We appreciate the suggestion to incorporate the Luis Furuya-Kanamori (LFK) index and Doi plots in the evaluation of publication bias. While these tools represent emerging methodologies in meta-analysis, recent evidence has raised concerns about their reliability. A comprehensive simulation study by Schwarzer et al. found that the LFK index can yield highly inconsistent results, with a high rate of false positives influenced by factors such as study size, number, and heterogeneity.5 The authors explicitly concluded that “the LFK index test in its current implementation should not be used to assess funnel plot asymmetry in meta-analysis”.

In contrast, our approach employed funnel plots in conjunction with Duval and Tweedie’s trim-and-fill method ‒ a well-established and widely accepted technique in meta-analytic practice. Moreover, as outlined in the Cochrane Handbook, statistical tests for funnel plot asymmetry are not recommended when fewer than 10 studies are included, due to their low power and susceptibility to misleading results.6 In light of these methodological considerations and the small number of studies in our meta-analysis, we believe our approach to assessing publication bias was both appropriate and methodologically sound.

We acknowledge the thoughtful recommendation to incorporate prediction intervals alongside confidence intervals. However, in meta-analyses with a small number of studies and considerable heterogeneity, as is the case with pembrolizumab for GTN treatment, prediction intervals can be highly unstable and of limited interpretive value.

As discussed by Riley et al.7 and Partlett and Riley.8 prediction intervals are often poorly estimated when fewer than 10 studies are available. In our specific context, which includes single-arm data drawn from heterogeneous sources (ranging from case reports to small case series), prediction intervals could theoretically span from near 0 % to 100 % response rates. This would offer little actionable insight and may introduce confusion rather than clarity.

Our use of a 95 % Confidence Interval around the pooled estimate, calculated using a random-effects model, remains the most straightforward and reliable method for conveying statistical uncertainty. It appropriately captures the precision of the combined estimate while accounting for between-study variability, which is particularly relevant in evidence synthesis with limited data9.

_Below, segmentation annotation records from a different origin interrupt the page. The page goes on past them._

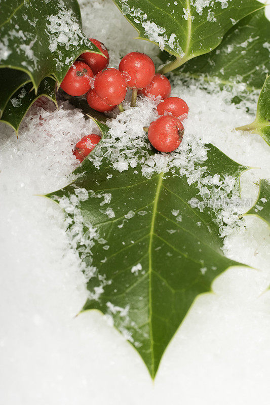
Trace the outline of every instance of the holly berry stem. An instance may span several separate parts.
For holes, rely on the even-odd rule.
[[[136,107],[136,101],[137,100],[137,94],[138,93],[137,89],[132,89],[132,96],[131,97],[131,107]]]
[[[120,112],[124,112],[125,109],[124,108],[124,107],[123,106],[123,104],[122,103],[120,103],[120,104],[118,104],[118,107],[119,108],[119,111],[120,111]]]

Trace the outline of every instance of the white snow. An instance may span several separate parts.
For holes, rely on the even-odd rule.
[[[107,46],[111,66],[117,67],[120,58],[133,50],[145,52],[157,62],[157,48],[132,39],[135,30],[124,18],[119,18],[112,2],[80,3],[85,31]],[[102,23],[104,20],[106,24]],[[254,201],[258,191],[255,183],[270,176],[269,147],[258,135],[232,129],[251,122],[254,109],[248,114],[244,105],[228,103],[230,95],[226,91],[208,94],[179,83],[172,88],[173,95],[183,98],[190,108],[184,123],[179,164],[187,164],[184,158],[188,142],[194,145],[189,152],[194,160],[200,153],[204,157],[204,148],[200,148],[204,142],[212,142],[232,158],[253,168],[241,177],[241,197]],[[252,105],[250,101],[246,104]],[[132,142],[139,143],[140,137],[145,136],[141,132],[142,125],[148,125],[155,116],[152,106],[152,102],[144,99],[133,111],[127,109],[120,122],[114,122],[112,136],[118,133],[123,142],[128,142],[125,135],[128,130]],[[168,402],[268,405],[269,231],[256,217],[244,217],[237,229],[233,213],[224,211],[224,219],[229,223],[222,229],[228,234],[226,254],[256,269],[229,269],[215,280],[214,294],[196,300],[165,352],[154,384],[137,353],[106,321],[111,325],[109,313],[104,316],[91,311],[76,316],[88,296],[86,280],[97,269],[91,263],[87,269],[82,267],[70,248],[61,209],[38,194],[68,183],[69,175],[77,165],[73,145],[93,132],[98,133],[94,123],[85,121],[67,102],[57,111],[52,102],[43,100],[32,108],[18,140],[11,129],[0,127],[1,402],[5,405]],[[136,159],[124,155],[122,158],[119,165],[130,165],[136,170]],[[155,167],[158,170],[164,158],[145,163],[145,173],[148,170],[150,174]],[[200,174],[193,172],[190,181]],[[234,185],[232,180],[227,179],[228,189]],[[217,188],[220,185],[217,176],[205,181],[202,193],[207,181]],[[101,210],[109,209],[108,193],[91,196],[100,198]],[[77,225],[80,212],[76,204],[86,198],[86,190],[76,189],[72,204],[61,201],[62,206],[65,204],[66,209],[78,216]],[[243,207],[239,209],[245,211]],[[178,218],[181,213],[177,211],[175,207],[172,215]],[[127,210],[124,220],[132,215]],[[78,240],[82,237],[79,226],[71,227],[69,232],[78,234]],[[95,228],[90,232],[106,251],[107,242]],[[141,270],[139,265],[134,265],[136,271]],[[104,286],[110,282],[100,280],[93,297],[98,299]],[[128,313],[128,307],[110,304],[107,303],[109,313]],[[126,330],[122,332],[132,340]]]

We fully agree with the suggestion to explore molecular and immunological markers as prognostic indicators of response. Emerging evidence indicates that the Programmed Death-Ligand-1 (PD-L1) expression may play a critical role in predicting response to pembrolizumab in GTN. For instance, studies have demonstrated that choriocarcinoma and related tumors frequently exhibit strong PD-L1 expression, which is associated with favorable responses to checkpoint inhibitor therapy.10

Regrettably, among the studies included in our review, molecular and immunological characteristics were rarely and inconsistently reported. Consequently, our subgroup analyses were necessarily restricted to patient-level variables that were uniformly documented across the data set. Nevertheless, we strongly endorse the perspective that future studies should prioritize the inclusion of such biomarkers. Greater insight into the molecular determinants of response could significantly advance the development of personalized treatment strategies for GTN.

Following careful consideration of the commentary, we reaffirm that the methodological approaches adopted in our meta-analysis were appropriate given the constraints of the available data. While the proposed additional analyses could offer complementary perspectives, they would not materially alter the results or undermine the validity of our conclusions. Our central finding, that pembrolizumab demonstrates promising efficacy in chemoresistant/relapse GTN, remains robust.

We are grateful for this scholarly dialogue, which raises important methodological considerations in evidence synthesis for emerging therapies. Such exchanges contribute meaningfully to the advancement of knowledge and ultimately serve to improve outcomes for patients facing this challenging condition.